When I was 14, my entire friend group found ICQ. I discovered MUDs and spent way too much time online. I became an Internet user. Not a software engineer.
When I was 18, I helped run battalion logistics in the Army. My unit tracked everything in Excel, and it became my job to output accurate monthly reports and forecasts. I become a business software user. Writing Excel formulas now! Still not a software engineer.
When I was 22, I learned statistics and finance in college. I also ran a student investment fund. My classes used R/S-PLUS, MATLAB, and yes, Excel with a little VBA. I became an academic software user. Writing code for class! But still not a software engineer.
When I was 26, I helped trade billions of dollars’ worth of interest rate swaps, currency derivatives, and eventually stocks. The bank/fund I worked at had software engineers, but they were too busy for little old me. So I had to learn Haskell/Mu, F# and Python to write the stuff I needed. Nothing amazing, mind you, just enough to get by. But I became a quantitative trader. Managing money with code! Yet still not a software engineer.
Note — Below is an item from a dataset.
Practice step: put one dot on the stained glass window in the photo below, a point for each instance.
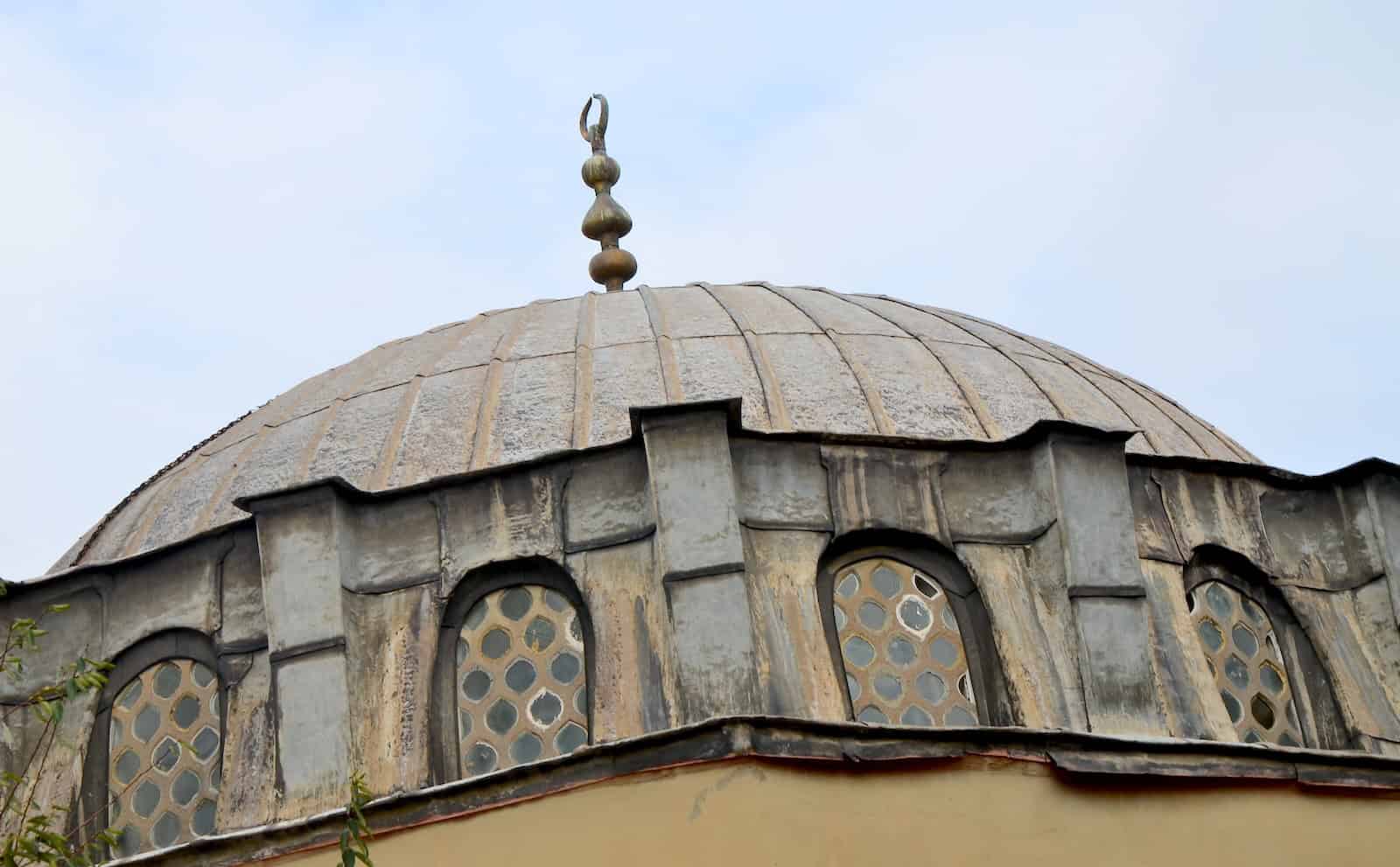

When I was 30, I burned out of finance, and took a year to decide to learn to code for real. I spent a year completing FreeCodeCamp and Fullstack Academy and got my first dev job at corporate venture. My job title literally said “Software Engineer”! But I was still not a software engineer.
I spent ~30 years as a software user. For 30 years, I would try to do things with software. When I ran into a problem, I looked through support forums. I asked colleagues. I (sometimes) read the manual. If I found nothing, I was done. It wasn’t possible. Next tool, next task, sorry boss. You’ll have to get a Real Software Engineer to figure this out.
I had this mindset even through learning to code. First I was told what to code and how to code, by professors and bosses. FreeCodeCamp did the same thing: write this line here, see that result. It was particularly acute with MeteorJS - if an Atmosphere package didn’t exist, it couldn’t be done. You’ll have to get a Real Software Engineer to build it.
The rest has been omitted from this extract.